Social action, or tikkun olam, runs deep for Daniel and his family. For the past three years, he’s been head of his school’s tikkun olam committee, raising money to support survivors of the Nepal earthquake in 2015, and clothes last winter for Jewish Family & Child. This year’s project, a hair drive, will supply chemotherapy patients with wigs.

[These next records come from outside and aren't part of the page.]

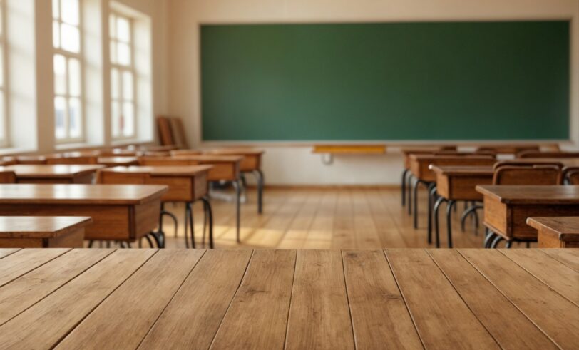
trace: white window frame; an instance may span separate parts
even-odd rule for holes
[[[53,0],[51,0],[52,1]],[[55,21],[58,23],[58,36],[61,35],[61,31],[60,31],[61,26],[65,22],[62,20],[62,9],[61,9],[61,1],[58,0],[58,19],[54,18],[54,14],[52,15],[52,24]],[[66,24],[68,25],[71,25],[69,24]],[[78,0],[78,53],[74,53],[71,51],[67,51],[66,50],[63,50],[61,48],[56,48],[54,47],[54,43],[53,43],[53,49],[54,50],[54,53],[53,55],[53,59],[56,55],[61,55],[64,56],[65,59],[66,60],[66,91],[65,93],[57,93],[56,91],[54,91],[54,97],[53,104],[54,105],[54,110],[55,110],[55,115],[54,115],[54,130],[53,133],[55,133],[55,140],[57,144],[65,144],[65,143],[84,143],[86,140],[86,101],[85,101],[85,94],[84,94],[84,57],[83,57],[83,52],[84,52],[84,46],[83,40],[83,0]],[[53,38],[54,34],[53,33]],[[62,38],[60,38],[60,43],[61,46],[62,46]],[[78,61],[80,65],[80,71],[81,71],[81,91],[79,96],[72,96],[69,93],[70,89],[70,79],[68,76],[68,60],[71,58],[76,59]],[[64,118],[64,125],[65,130],[66,130],[66,137],[63,138],[58,138],[56,136],[56,99],[57,97],[64,98],[66,101],[66,116]],[[78,98],[81,101],[81,135],[77,138],[73,138],[70,136],[70,128],[69,128],[69,123],[70,123],[70,100],[71,98]]]
[[[111,79],[111,138],[114,141],[121,141],[121,140],[135,140],[138,138],[138,113],[137,110],[137,108],[138,103],[137,103],[137,71],[135,68],[135,19],[131,17],[130,16],[128,16],[123,13],[121,13],[117,11],[111,10],[109,15],[108,15],[108,24],[109,24],[109,29],[111,28],[111,19],[114,17],[116,20],[116,17],[121,17],[127,21],[128,21],[128,26],[129,26],[129,35],[130,38],[130,43],[129,43],[129,51],[130,52],[130,63],[129,66],[123,66],[122,64],[118,63],[118,62],[113,62],[113,60],[111,58],[111,54],[108,55],[108,61],[111,65],[111,70],[109,72],[109,75],[112,76],[113,71],[116,70],[118,72],[118,86],[117,86],[117,91],[118,96],[116,98],[113,98],[112,96],[112,84],[113,81]],[[116,28],[116,24],[115,25],[115,28]],[[108,45],[109,48],[112,46],[114,43],[116,45],[121,42],[116,37],[116,33],[114,35],[110,32],[108,34]],[[110,49],[110,48],[109,48]],[[117,51],[118,53],[118,51]],[[125,98],[123,96],[123,73],[124,72],[129,72],[133,75],[133,100],[129,101]],[[113,105],[116,103],[119,106],[119,113],[121,115],[123,115],[123,105],[125,103],[130,103],[133,104],[133,134],[125,135],[123,134],[123,130],[120,130],[120,134],[115,135],[113,134]]]
[[[0,84],[0,95],[4,101],[4,106],[2,110],[3,118],[0,120],[2,127],[4,128],[4,135],[0,135],[0,148],[6,148],[10,145],[10,123],[8,115],[8,48],[6,44],[6,6],[5,0],[0,0],[0,23],[1,23],[2,32],[0,33],[0,50],[1,50],[1,59],[2,64],[0,69],[2,70],[2,76],[4,78],[2,83]]]

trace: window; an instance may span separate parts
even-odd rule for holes
[[[0,0],[0,146],[8,145],[8,108],[6,84],[6,28],[4,0]]]
[[[81,0],[52,0],[55,135],[84,140]]]
[[[118,13],[109,19],[111,36],[111,115],[115,140],[136,136],[133,21]]]

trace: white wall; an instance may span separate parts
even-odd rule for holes
[[[572,19],[570,138],[579,145],[578,0],[167,0],[167,111],[182,116],[190,145],[201,143],[199,24],[446,20]],[[401,158],[341,157],[323,165],[307,147],[265,147],[269,184],[389,184],[399,181]]]
[[[109,0],[81,0],[85,16],[83,39],[86,58],[85,71],[86,115],[90,130],[87,143],[111,145],[108,78]],[[153,140],[153,116],[166,109],[166,5],[167,0],[116,0],[148,17],[150,34],[135,28],[139,48],[152,53],[147,63],[139,60],[138,73],[152,76],[152,83],[138,86],[139,107],[148,112],[146,125],[139,125],[141,140]],[[2,153],[48,153],[70,147],[57,145],[54,138],[53,75],[51,1],[8,0],[9,91],[11,146]],[[87,18],[88,17],[88,18]],[[144,37],[148,36],[148,37]],[[154,49],[153,49],[154,48]],[[152,91],[151,91],[152,90]],[[147,110],[145,110],[147,108]],[[103,115],[105,118],[103,118]],[[148,140],[145,140],[148,138]]]

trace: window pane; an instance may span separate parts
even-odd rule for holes
[[[68,93],[81,96],[81,62],[76,58],[68,58]]]
[[[118,81],[118,71],[113,69],[111,71],[111,97],[113,99],[119,99],[121,96],[118,95],[118,87],[120,86]]]
[[[133,73],[123,72],[123,99],[133,101]]]
[[[125,102],[123,103],[123,135],[125,137],[133,136],[135,133],[135,110],[133,103]]]
[[[52,22],[52,45],[56,48],[61,48],[61,30],[58,22]]]
[[[4,86],[4,48],[0,46],[0,87]],[[0,123],[2,119],[0,118]]]
[[[79,21],[78,0],[62,1],[62,20],[69,24],[78,26]]]
[[[66,58],[62,55],[54,55],[54,93],[66,93]]]
[[[129,66],[130,64],[130,49],[128,44],[118,43],[117,50],[118,63],[123,66]]]
[[[54,98],[55,135],[56,138],[66,138],[66,100],[63,97]]]
[[[4,93],[0,91],[0,141],[6,141],[6,109],[4,108]]]
[[[79,52],[81,51],[81,36],[78,29],[68,24],[62,24],[61,29],[62,48],[67,51]]]
[[[111,110],[111,123],[113,127],[113,137],[118,138],[121,136],[121,130],[122,130],[121,108],[118,102],[113,102],[111,106],[112,107]]]
[[[111,41],[111,63],[117,63],[117,43]]]
[[[130,26],[128,19],[117,17],[116,38],[125,43],[130,42]]]
[[[52,0],[52,18],[58,19],[61,16],[60,6],[58,1],[60,0]]]
[[[79,98],[71,98],[68,101],[68,130],[71,138],[78,138],[83,135],[82,110]]]
[[[111,38],[116,38],[117,37],[117,19],[115,15],[111,14],[108,17],[108,36]]]

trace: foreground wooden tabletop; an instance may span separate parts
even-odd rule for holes
[[[0,249],[0,348],[577,349],[579,249]]]

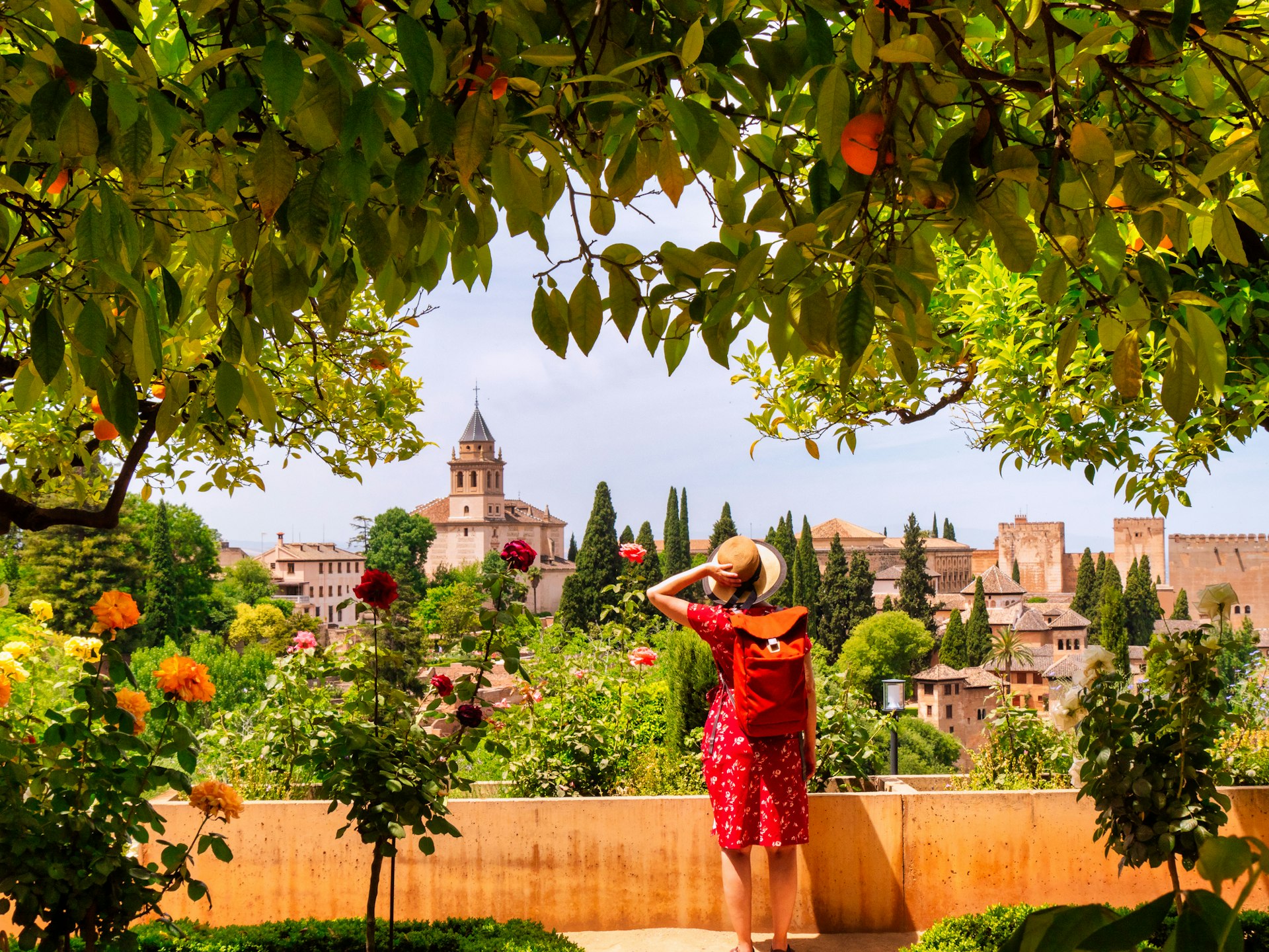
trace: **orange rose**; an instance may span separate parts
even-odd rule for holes
[[[242,815],[242,795],[221,781],[203,781],[189,791],[189,805],[202,810],[208,820],[221,814],[226,820],[236,820]]]
[[[140,691],[119,688],[114,692],[114,703],[121,711],[132,715],[132,732],[141,734],[146,729],[145,717],[150,713],[150,698]]]
[[[176,694],[181,701],[211,701],[216,696],[216,685],[207,677],[207,665],[198,664],[193,658],[173,655],[164,659],[155,678],[164,694]]]
[[[127,592],[102,593],[102,598],[93,605],[93,614],[96,616],[96,625],[93,626],[95,632],[131,628],[141,618],[137,603]]]

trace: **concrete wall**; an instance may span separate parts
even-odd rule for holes
[[[1231,795],[1226,831],[1269,838],[1269,788]],[[431,857],[402,844],[400,918],[529,916],[576,930],[727,928],[704,797],[466,800],[452,809],[462,838],[439,838]],[[197,826],[183,803],[161,810],[168,839]],[[165,910],[214,924],[362,914],[369,849],[352,834],[335,839],[341,811],[326,810],[324,802],[249,803],[225,828],[233,862],[197,861],[194,875],[214,906],[173,897]],[[1071,791],[815,795],[794,929],[924,929],[992,902],[1132,905],[1167,890],[1164,869],[1119,875],[1093,830],[1091,805]],[[145,847],[143,861],[156,849]],[[755,920],[766,928],[760,856],[755,880]],[[1258,886],[1251,905],[1269,908],[1269,886]]]

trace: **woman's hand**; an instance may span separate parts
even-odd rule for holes
[[[706,575],[730,589],[740,585],[740,576],[731,570],[731,562],[706,562],[700,566]]]

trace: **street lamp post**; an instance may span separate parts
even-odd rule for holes
[[[898,712],[904,710],[902,678],[887,678],[881,683],[882,710],[890,715],[890,773],[898,776]]]

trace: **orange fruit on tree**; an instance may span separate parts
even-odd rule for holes
[[[877,152],[884,131],[886,119],[881,113],[863,113],[848,122],[841,129],[841,157],[846,165],[860,175],[877,171]],[[892,161],[895,156],[887,155],[886,162]]]

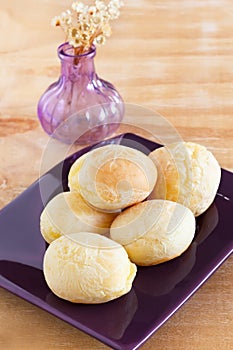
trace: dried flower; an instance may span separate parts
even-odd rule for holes
[[[91,6],[75,1],[71,10],[54,17],[51,24],[62,28],[75,54],[79,55],[88,51],[93,44],[105,43],[112,32],[109,21],[119,17],[122,6],[121,0],[110,0],[107,5],[104,1],[95,0]]]

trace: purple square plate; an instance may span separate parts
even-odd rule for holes
[[[124,134],[98,146],[117,143],[148,153],[160,145]],[[95,146],[96,147],[96,146]],[[233,250],[233,174],[222,170],[218,194],[197,219],[195,238],[180,257],[138,269],[127,295],[99,305],[72,304],[47,287],[42,260],[46,243],[39,230],[43,209],[40,185],[48,200],[67,190],[67,174],[82,149],[43,175],[0,212],[0,286],[47,310],[113,349],[137,349],[223,263]],[[61,176],[59,174],[63,174]]]

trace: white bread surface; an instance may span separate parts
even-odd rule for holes
[[[183,205],[148,200],[116,217],[110,237],[122,244],[137,265],[160,264],[181,255],[195,234],[195,217]]]
[[[40,230],[46,242],[77,232],[109,233],[116,214],[91,208],[78,192],[63,192],[55,196],[40,217]]]
[[[69,173],[69,188],[95,208],[115,211],[144,200],[154,188],[157,170],[144,153],[107,145],[78,159]]]
[[[128,293],[137,268],[118,243],[81,232],[53,241],[45,253],[43,270],[49,288],[58,297],[98,304]]]
[[[199,216],[214,200],[221,168],[214,155],[192,142],[161,147],[149,157],[157,167],[158,179],[149,199],[181,203]]]

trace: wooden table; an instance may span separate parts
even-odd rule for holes
[[[232,171],[232,0],[125,2],[112,38],[98,49],[98,74],[126,102],[159,112],[184,140],[206,145]],[[1,0],[0,207],[38,178],[48,136],[36,106],[59,75],[56,48],[64,40],[50,18],[68,4]],[[131,115],[126,122],[140,127],[129,131],[158,132],[153,117]],[[231,257],[142,349],[232,349],[232,263]],[[0,290],[0,348],[107,349],[5,290]]]

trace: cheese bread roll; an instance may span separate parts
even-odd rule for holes
[[[144,200],[154,188],[157,170],[144,153],[107,145],[78,159],[70,169],[69,188],[95,208],[114,211]]]
[[[148,200],[126,209],[113,221],[110,237],[122,244],[137,265],[156,265],[181,255],[195,233],[195,217],[183,205]]]
[[[43,270],[49,288],[58,297],[99,304],[128,293],[137,269],[118,243],[96,233],[80,232],[51,243]]]
[[[114,213],[103,213],[91,208],[78,192],[63,192],[44,208],[40,217],[40,230],[48,243],[74,232],[106,234],[115,217]]]
[[[211,152],[196,143],[180,142],[156,149],[149,157],[158,170],[150,199],[179,202],[195,216],[208,209],[221,178],[220,166]]]

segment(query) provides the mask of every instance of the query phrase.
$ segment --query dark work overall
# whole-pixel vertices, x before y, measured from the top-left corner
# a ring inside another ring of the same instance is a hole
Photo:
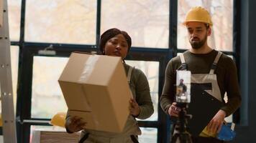
[[[214,63],[212,64],[211,70],[209,74],[191,74],[191,100],[193,100],[193,92],[198,93],[204,96],[203,94],[209,94],[219,102],[222,102],[222,99],[221,96],[221,92],[218,85],[217,77],[214,74],[217,63],[220,56],[221,56],[221,52],[219,52],[216,55]],[[180,55],[180,59],[182,63],[181,70],[188,70],[188,65],[186,63],[183,54]],[[198,105],[200,106],[200,105]],[[203,107],[204,108],[204,107]],[[200,111],[198,111],[200,112]],[[204,117],[202,117],[204,118]],[[175,131],[174,131],[175,132]],[[201,133],[202,134],[202,133]],[[201,143],[201,142],[224,142],[222,141],[218,140],[214,137],[193,137],[193,143]]]

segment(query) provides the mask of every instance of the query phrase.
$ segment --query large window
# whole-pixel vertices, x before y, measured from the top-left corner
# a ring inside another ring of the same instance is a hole
[[[22,0],[8,1],[8,20],[12,41],[19,40],[21,3]]]
[[[68,108],[58,80],[68,58],[34,56],[32,118],[50,119]]]

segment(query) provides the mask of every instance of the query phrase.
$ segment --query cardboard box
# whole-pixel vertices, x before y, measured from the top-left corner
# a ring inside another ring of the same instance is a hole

Both he and his 11-year-old brother, Zachary, have picked tomatoes for food-aid group Leket Israel, and both parents have also participated in multiple causes.

Daniel Rubinoff bar mitzvah
Daniel Rubinoff at his bar mitzvah

“There are a few things that come in here,” said Jason, who sits on the board of directors at UJA Federation of Greater Toronto. “It’s not just tzedakah. It’s also the fact that it’s really about the community and giving back and giving well for others. It’s not a Jewish hospital. It’s children, so that’s certainly very attractive to him… It’s just part of that evaluation of being a responsible citizen and taking ownership for who he is and his place in the world.”

The dedication has impressed the higher-ups at the hospital’s fundraising arm, the largest supporting childhood disability in Canada.

“While we appreciate all of our donors, there’s something really special about a 13-year-old supporting our cause,” said Sandra Hawken, president and CEO of Holland Bloorview Foundation. “To have that maturity and desire to help others at such a young age speaks volumes about his character and his family.”

With his bar mitzvah done, Holland Bloorview is still in the picture: Daniel’s junior-high choir is slated to perform at the hospital in the next month or two.